Apical Actin-myosin Network Regulates the Tight Junction of Polarized Madin-Darby Canine Kidney Cells

Abstract The tight junction outlines the apicolateral border of epithelial cells like a belt, sealing the paracellular space when cells form contacts with each other. The permeability and morphology of tight junction are regulated by actomyosin contractility, which has been conventionally thought from the purse-string-like circumferential actomyosin belt along tight junction. Spatially, the tight junction is close to the apical actin network, which exerts inward contractions orthogonal to the tight junction. To test the contributions from apical actin network, we laser-ablated spots on the apical surface of polarized Madin-Darby Canine Kidney (MDCK) epithelial cells. Laser ablation severed the apical cytoskeleton network, decreased in-plane tension, increased the apical surface area, and rendered the tight junction less tortuous in shape. Consistent with these observations, changes in MDCK cell sheet morphology due to cell proliferation, or perturbation with the ROCK inhibitor Y27632 increased the density of the apical actin network and decreased tight junction tortuosity. The morphological analysis revealed scutoids in flat MDCK cell sheets, contrary to predictions from a previous model that only considered cell-cell interactions as line tension. Additional cell-cell interactions from apical in-plane tension provides probable cause for the occurrence of scutoids on flat geometry. Taken together, our findings identify the importance of the apical actin network exerting in-plane apical tension to regulate tight-junction mechanobiology and epithelial cell shape. Significance Statement The tight junction is located at the apicolateral cell border and regulates paracellular diffusion.
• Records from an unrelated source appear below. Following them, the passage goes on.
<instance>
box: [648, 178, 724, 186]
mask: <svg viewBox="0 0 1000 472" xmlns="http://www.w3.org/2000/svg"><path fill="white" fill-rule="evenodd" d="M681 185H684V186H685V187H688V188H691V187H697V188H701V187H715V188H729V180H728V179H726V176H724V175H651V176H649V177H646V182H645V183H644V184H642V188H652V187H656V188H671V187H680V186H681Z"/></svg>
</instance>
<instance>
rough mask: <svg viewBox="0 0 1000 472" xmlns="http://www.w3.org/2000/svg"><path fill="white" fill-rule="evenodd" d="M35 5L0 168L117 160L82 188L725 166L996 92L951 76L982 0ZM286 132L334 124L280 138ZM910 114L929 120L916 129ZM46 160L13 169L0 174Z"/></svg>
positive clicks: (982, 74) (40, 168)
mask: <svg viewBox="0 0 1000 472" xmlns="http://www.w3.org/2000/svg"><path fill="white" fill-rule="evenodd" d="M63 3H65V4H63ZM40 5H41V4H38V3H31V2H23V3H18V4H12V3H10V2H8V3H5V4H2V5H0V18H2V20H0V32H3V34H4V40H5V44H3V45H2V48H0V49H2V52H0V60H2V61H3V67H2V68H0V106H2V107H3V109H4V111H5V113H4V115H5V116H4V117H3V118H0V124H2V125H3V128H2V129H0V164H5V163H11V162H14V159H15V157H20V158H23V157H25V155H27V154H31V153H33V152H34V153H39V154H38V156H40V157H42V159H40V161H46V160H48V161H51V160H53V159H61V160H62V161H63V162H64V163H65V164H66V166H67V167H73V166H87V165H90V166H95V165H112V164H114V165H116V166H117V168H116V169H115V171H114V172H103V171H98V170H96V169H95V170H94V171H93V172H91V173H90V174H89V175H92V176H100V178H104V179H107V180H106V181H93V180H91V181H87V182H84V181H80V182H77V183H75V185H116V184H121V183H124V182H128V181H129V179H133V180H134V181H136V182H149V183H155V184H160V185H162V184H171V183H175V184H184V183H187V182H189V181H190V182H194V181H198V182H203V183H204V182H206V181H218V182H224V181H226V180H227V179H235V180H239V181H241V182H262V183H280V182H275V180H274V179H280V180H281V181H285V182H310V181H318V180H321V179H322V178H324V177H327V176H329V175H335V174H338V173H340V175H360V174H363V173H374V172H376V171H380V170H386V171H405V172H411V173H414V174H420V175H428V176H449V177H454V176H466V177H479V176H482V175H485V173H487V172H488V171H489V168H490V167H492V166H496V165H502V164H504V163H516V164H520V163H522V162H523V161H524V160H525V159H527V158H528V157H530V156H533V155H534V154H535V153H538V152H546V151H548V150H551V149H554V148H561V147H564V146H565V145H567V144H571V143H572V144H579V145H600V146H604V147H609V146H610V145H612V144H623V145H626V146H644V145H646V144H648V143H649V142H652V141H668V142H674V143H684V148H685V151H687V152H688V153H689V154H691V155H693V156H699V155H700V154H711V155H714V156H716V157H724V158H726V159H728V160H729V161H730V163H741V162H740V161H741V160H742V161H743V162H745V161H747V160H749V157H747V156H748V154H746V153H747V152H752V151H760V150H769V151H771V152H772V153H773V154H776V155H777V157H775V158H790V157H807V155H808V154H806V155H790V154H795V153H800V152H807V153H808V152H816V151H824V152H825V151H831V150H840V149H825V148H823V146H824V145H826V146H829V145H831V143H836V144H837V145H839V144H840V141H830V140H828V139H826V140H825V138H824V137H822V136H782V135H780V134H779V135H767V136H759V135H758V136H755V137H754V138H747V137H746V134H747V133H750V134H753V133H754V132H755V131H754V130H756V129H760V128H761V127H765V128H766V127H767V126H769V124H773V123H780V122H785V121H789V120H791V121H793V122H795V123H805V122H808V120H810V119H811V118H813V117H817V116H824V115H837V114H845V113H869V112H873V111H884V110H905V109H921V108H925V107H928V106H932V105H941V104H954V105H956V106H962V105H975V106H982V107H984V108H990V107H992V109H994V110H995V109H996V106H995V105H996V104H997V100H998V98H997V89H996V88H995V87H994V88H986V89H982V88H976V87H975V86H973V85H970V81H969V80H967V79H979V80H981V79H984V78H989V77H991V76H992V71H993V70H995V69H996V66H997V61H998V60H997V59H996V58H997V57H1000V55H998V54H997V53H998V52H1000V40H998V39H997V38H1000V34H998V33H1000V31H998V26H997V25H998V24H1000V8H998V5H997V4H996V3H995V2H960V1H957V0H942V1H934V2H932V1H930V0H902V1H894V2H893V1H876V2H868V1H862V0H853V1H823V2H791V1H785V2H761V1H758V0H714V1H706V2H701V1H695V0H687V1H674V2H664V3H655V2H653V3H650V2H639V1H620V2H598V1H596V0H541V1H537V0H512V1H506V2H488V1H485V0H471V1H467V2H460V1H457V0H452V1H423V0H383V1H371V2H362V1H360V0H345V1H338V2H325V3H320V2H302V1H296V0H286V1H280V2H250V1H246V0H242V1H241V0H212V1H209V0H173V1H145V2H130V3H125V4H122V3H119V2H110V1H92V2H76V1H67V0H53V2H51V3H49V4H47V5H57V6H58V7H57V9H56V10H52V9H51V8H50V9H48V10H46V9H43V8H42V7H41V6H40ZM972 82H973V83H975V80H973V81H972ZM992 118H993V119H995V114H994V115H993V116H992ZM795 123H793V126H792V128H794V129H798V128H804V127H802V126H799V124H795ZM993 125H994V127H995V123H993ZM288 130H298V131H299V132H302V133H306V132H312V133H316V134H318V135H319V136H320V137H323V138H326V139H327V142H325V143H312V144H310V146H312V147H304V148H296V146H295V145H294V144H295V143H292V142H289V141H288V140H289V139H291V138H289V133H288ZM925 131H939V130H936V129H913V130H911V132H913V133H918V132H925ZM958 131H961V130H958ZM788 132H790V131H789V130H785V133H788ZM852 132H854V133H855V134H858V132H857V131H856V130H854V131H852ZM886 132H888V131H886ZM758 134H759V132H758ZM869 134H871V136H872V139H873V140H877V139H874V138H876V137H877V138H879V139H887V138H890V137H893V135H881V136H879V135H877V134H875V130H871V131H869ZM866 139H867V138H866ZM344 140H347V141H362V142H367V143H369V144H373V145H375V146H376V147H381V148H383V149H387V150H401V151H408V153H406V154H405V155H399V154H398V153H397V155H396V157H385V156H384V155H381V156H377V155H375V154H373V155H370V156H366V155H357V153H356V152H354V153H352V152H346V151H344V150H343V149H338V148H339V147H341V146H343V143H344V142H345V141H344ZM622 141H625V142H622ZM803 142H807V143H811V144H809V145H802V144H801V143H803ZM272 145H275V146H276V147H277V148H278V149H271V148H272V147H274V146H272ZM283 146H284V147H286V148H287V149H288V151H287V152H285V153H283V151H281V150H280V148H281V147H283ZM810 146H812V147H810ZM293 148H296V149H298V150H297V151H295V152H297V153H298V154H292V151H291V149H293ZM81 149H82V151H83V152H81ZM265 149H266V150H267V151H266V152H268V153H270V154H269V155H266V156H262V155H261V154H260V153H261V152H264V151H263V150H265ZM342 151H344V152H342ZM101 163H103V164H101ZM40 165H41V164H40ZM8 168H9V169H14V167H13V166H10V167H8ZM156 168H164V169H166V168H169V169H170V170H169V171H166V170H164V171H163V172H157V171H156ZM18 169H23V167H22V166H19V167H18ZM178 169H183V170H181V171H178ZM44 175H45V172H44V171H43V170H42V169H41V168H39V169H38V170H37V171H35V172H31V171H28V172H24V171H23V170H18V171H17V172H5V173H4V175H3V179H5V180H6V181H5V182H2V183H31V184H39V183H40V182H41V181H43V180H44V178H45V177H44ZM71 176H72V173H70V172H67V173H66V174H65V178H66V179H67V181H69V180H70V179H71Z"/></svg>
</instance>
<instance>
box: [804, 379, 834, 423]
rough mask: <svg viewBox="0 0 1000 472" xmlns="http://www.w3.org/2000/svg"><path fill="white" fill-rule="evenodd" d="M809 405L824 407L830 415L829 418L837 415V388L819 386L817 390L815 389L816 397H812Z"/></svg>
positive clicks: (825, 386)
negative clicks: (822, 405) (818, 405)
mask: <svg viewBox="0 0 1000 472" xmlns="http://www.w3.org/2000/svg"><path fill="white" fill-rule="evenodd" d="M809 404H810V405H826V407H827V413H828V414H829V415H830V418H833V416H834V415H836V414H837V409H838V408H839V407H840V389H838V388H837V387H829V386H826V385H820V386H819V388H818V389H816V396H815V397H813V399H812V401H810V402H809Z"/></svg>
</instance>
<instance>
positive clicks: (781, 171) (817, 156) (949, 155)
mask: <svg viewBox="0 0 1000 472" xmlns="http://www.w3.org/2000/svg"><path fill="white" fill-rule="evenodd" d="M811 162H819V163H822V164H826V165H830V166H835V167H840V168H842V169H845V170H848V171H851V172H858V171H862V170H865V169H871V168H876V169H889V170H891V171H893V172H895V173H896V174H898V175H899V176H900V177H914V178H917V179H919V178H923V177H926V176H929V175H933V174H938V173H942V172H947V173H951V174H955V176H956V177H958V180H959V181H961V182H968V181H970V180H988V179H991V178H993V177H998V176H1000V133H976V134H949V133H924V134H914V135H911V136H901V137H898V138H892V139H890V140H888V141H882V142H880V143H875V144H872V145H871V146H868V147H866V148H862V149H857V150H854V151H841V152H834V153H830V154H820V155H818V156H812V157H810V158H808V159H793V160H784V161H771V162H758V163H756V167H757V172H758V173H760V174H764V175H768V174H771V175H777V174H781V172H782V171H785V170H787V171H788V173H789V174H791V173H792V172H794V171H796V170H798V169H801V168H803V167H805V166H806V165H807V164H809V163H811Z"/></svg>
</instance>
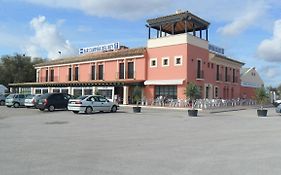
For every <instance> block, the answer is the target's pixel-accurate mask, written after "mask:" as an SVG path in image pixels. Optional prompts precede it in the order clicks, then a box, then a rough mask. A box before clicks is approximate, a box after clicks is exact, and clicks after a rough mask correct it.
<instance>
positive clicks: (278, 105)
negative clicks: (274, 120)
mask: <svg viewBox="0 0 281 175" xmlns="http://www.w3.org/2000/svg"><path fill="white" fill-rule="evenodd" d="M275 111H276V112H277V113H281V104H279V105H278V106H277V107H276V109H275Z"/></svg>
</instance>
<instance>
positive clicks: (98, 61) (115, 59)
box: [35, 55, 144, 69]
mask: <svg viewBox="0 0 281 175" xmlns="http://www.w3.org/2000/svg"><path fill="white" fill-rule="evenodd" d="M143 57H144V55H136V56H130V57H120V58H111V59H100V60H93V61H81V62H79V61H78V62H75V63H66V64H57V65H48V66H38V67H35V69H40V68H49V67H60V66H70V65H74V64H88V63H95V62H108V61H116V60H124V59H132V58H136V59H138V58H143Z"/></svg>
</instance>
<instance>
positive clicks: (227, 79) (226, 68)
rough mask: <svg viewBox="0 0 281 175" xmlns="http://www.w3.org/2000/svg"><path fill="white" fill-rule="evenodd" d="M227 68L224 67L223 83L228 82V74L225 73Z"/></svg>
mask: <svg viewBox="0 0 281 175" xmlns="http://www.w3.org/2000/svg"><path fill="white" fill-rule="evenodd" d="M227 70H228V69H227V67H225V71H224V78H225V81H226V82H227V81H228V73H227Z"/></svg>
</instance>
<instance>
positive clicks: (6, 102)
mask: <svg viewBox="0 0 281 175" xmlns="http://www.w3.org/2000/svg"><path fill="white" fill-rule="evenodd" d="M26 96H27V95H25V94H10V95H8V96H7V98H6V101H5V105H6V106H7V107H12V106H13V107H15V108H18V107H20V106H24V99H25V97H26Z"/></svg>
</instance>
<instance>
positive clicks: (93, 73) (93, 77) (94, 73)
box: [91, 65, 96, 80]
mask: <svg viewBox="0 0 281 175" xmlns="http://www.w3.org/2000/svg"><path fill="white" fill-rule="evenodd" d="M91 79H92V80H95V79H96V65H92V76H91Z"/></svg>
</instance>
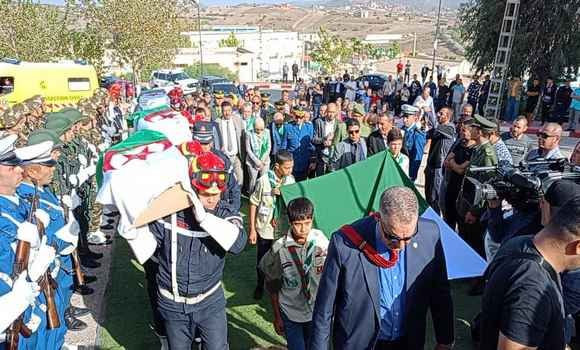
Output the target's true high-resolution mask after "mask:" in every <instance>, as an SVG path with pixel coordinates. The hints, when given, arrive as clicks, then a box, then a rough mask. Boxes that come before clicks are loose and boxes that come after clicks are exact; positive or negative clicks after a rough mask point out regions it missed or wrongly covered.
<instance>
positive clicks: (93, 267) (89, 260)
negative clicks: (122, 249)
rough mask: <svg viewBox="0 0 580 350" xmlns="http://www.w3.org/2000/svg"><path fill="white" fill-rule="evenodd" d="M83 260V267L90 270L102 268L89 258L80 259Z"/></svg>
mask: <svg viewBox="0 0 580 350" xmlns="http://www.w3.org/2000/svg"><path fill="white" fill-rule="evenodd" d="M80 259H81V265H82V266H84V267H86V268H89V269H96V268H98V267H101V264H100V263H98V262H96V261H94V260H93V259H90V258H87V257H82V256H81V257H80Z"/></svg>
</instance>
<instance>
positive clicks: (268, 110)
mask: <svg viewBox="0 0 580 350" xmlns="http://www.w3.org/2000/svg"><path fill="white" fill-rule="evenodd" d="M270 96H271V95H270V93H269V92H262V93H261V94H260V98H261V100H262V105H261V106H260V117H262V119H264V121H265V122H266V125H270V123H272V118H273V117H274V113H276V108H275V107H274V105H273V104H271V103H270Z"/></svg>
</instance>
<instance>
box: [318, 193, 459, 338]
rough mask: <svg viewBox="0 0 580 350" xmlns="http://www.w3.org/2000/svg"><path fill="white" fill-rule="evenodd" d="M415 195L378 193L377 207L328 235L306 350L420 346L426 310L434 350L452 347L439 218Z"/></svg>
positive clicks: (448, 283)
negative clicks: (438, 228)
mask: <svg viewBox="0 0 580 350" xmlns="http://www.w3.org/2000/svg"><path fill="white" fill-rule="evenodd" d="M418 210H419V209H418V201H417V197H416V195H415V193H414V192H413V191H412V190H411V189H409V188H407V187H402V186H394V187H391V188H388V189H387V190H385V191H384V192H383V194H382V195H381V197H380V202H379V212H378V213H376V214H374V215H371V216H367V217H365V218H363V219H360V220H358V221H356V222H354V223H353V224H351V225H345V226H343V227H342V228H341V229H340V230H339V231H338V232H336V233H335V234H333V235H332V236H331V240H330V245H329V247H328V255H327V257H326V264H325V266H324V271H323V273H322V277H321V279H320V284H319V288H318V295H317V297H316V303H315V306H314V314H313V318H312V320H313V327H314V328H313V332H312V334H313V335H312V342H311V344H310V349H311V350H323V349H324V350H326V349H328V344H329V341H330V336H331V333H332V341H333V344H334V348H336V349H345V350H359V349H377V350H403V349H405V350H418V349H423V348H424V346H425V331H426V330H425V324H426V317H427V311H428V310H430V311H431V315H432V318H433V325H434V329H435V338H436V341H437V345H436V347H435V349H437V350H443V349H451V348H452V344H453V340H454V330H453V322H454V318H453V304H452V300H451V294H450V290H449V282H448V280H447V270H446V266H445V258H444V255H443V248H442V245H441V239H440V236H439V229H438V227H437V224H435V223H434V222H433V221H430V220H427V219H423V218H419V213H418Z"/></svg>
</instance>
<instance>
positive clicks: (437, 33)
mask: <svg viewBox="0 0 580 350" xmlns="http://www.w3.org/2000/svg"><path fill="white" fill-rule="evenodd" d="M440 19H441V0H439V10H438V11H437V27H435V41H433V62H432V63H431V76H433V72H434V69H435V55H436V53H437V43H438V40H439V21H440Z"/></svg>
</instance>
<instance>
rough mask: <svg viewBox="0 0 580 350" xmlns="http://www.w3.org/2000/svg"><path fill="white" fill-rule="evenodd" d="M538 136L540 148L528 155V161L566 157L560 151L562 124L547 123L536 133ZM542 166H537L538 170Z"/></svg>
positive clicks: (526, 158)
mask: <svg viewBox="0 0 580 350" xmlns="http://www.w3.org/2000/svg"><path fill="white" fill-rule="evenodd" d="M536 135H537V136H538V148H536V149H533V150H531V151H530V152H529V153H528V155H527V156H526V160H527V161H534V160H538V159H540V158H543V159H560V158H565V157H564V155H562V152H561V151H560V140H561V138H562V126H560V125H559V124H557V123H547V124H545V125H543V126H542V129H540V131H539V132H538V133H537V134H536ZM539 167H541V166H535V167H534V169H535V170H538V168H539Z"/></svg>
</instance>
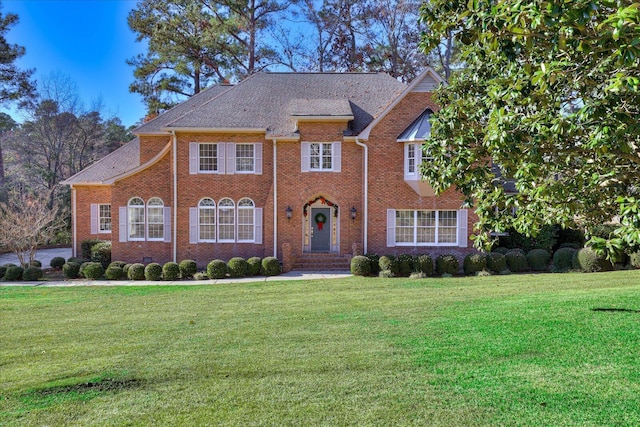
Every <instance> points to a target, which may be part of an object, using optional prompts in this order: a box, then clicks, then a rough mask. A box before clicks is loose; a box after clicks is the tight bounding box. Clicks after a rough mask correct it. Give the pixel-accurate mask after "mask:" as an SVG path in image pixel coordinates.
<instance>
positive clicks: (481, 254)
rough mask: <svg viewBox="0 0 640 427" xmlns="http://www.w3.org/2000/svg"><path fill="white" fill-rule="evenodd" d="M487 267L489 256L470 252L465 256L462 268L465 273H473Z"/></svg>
mask: <svg viewBox="0 0 640 427" xmlns="http://www.w3.org/2000/svg"><path fill="white" fill-rule="evenodd" d="M486 267H487V257H486V256H485V255H484V254H469V255H467V256H466V257H464V261H463V262H462V269H463V270H464V274H466V275H472V274H476V273H477V272H479V271H482V270H484V269H485V268H486Z"/></svg>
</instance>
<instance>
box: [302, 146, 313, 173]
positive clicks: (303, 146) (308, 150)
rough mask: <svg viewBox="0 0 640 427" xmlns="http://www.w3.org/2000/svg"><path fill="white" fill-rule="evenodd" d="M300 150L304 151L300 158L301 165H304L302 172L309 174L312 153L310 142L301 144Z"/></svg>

Adjacent to the tight junction, the actin cytoskeleton forms a dense network beneath the apical surface and an actomyosin belt that circumscribes the lateral surface of the cell. Tight junctions are connected to the actin cytoskeleton which regulates paracellular transport, but the role of tension-mediated regulation of the tight junction by various actin structures is poorly understood. Here, we provide evidence that tension on the tight junction is mediated by the apical actin network. Our results provide a reinterpretion of past reports and broaden our understanding the mechanobiology of tight junctions.